Mozilla Vice President of Engineering Mike Schroepfer told eWEEK that the workaround may come in the next scheduled security release of Firefox.
Firefox lacks a low-privilege mode similar to Microsoft Windows Vista’s Protected Mode—a condition that Determina security researcher Alexander Sotirov demonstrated can be used to overwrite files on an exploited system. Windows systems that lack the MS 07-017 patch and are running either Firefox or Internet Explorer in Protected Mode are susceptible to a remote attacker being able to access and read files on a victimized system, but Protected Mode does prevent file overwrite.

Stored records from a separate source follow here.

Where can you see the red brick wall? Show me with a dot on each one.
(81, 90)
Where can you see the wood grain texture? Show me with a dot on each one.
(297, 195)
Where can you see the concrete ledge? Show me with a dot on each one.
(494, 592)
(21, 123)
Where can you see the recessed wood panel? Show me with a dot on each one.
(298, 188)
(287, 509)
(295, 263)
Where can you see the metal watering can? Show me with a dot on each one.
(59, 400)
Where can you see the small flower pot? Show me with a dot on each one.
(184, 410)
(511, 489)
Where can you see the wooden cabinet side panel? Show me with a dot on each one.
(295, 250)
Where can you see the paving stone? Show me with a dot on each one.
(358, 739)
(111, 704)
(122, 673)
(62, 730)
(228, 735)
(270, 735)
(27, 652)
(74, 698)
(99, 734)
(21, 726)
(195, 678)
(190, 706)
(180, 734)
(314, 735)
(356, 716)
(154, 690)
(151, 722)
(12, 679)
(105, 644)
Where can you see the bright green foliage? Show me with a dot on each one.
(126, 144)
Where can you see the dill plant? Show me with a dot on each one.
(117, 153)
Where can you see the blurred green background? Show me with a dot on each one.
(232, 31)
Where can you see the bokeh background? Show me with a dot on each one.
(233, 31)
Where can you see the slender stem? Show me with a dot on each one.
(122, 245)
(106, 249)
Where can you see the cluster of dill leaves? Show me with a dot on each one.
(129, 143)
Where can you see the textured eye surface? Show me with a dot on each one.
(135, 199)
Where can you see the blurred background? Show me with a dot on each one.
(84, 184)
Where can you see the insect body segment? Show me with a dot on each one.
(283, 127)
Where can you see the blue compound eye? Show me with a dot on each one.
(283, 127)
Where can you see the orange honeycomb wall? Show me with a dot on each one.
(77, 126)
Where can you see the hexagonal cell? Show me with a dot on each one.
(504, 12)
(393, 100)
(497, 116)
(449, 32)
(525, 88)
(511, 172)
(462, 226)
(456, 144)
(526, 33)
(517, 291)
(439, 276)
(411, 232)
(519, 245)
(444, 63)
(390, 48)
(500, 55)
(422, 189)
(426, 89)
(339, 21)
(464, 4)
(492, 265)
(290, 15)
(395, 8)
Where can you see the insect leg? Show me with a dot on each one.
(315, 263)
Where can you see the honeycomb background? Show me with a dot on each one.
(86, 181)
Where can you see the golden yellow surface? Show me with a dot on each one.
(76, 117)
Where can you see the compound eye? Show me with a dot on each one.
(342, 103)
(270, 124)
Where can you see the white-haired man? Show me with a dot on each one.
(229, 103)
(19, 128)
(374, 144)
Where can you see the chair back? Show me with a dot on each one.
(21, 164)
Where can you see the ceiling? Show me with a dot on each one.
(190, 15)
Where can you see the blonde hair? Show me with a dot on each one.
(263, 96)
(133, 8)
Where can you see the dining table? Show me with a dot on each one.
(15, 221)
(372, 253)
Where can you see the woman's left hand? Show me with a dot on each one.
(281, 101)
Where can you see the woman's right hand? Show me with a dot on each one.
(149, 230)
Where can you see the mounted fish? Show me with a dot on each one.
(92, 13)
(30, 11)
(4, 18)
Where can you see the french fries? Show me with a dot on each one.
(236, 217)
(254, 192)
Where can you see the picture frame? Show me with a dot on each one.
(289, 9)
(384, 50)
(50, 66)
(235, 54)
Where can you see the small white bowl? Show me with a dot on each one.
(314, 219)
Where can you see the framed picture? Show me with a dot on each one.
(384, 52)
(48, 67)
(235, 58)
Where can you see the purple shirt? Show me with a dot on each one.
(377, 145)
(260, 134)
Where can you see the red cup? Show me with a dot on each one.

Still, anybody who was running anything but Vista was a sitting duck prepatch, and given that not many are as yet running Vista, that meant most Windows users.
Nevertheless, Schroepfer pointed out, Firefox users have been safer than IE users, given that the ANI flaw is harder to exploit. “On Firefox, [exploiting the vulnerability] takes quite a lot more work than on IE,” he said. “It’s not as obvious where the feature is used on Firefox.”
Firefox will likely still use animated cursors locally if users already have them on their systems, Schroepfer said. Mozilla will disallow loading the ANI files remotely, given that remote access is where the vulnerability lies and is how exploits have been succeeding.
Mozilla has in the past looked into a low-privilege mode, a la Protected Mode on Windows. But, Schroepfer said, it’s “fairly complicated” to program in that mode. Microsoft is the only application maker that includes it, he pointed out.
Still, “It’s something we’re interested in doing,” he said.
As always, Mozilla is focused on reducing the attack surface of Firefox in general, Schroepfer said. That includes not loading ActiveX, for example. The animated cursor vulnerability is a case in point: Mozilla will reduce the amount of Windows code used in Firefox in order to shrink its attack surface.
“We’re still focused on reducing attack service in general,” Schroepfer said.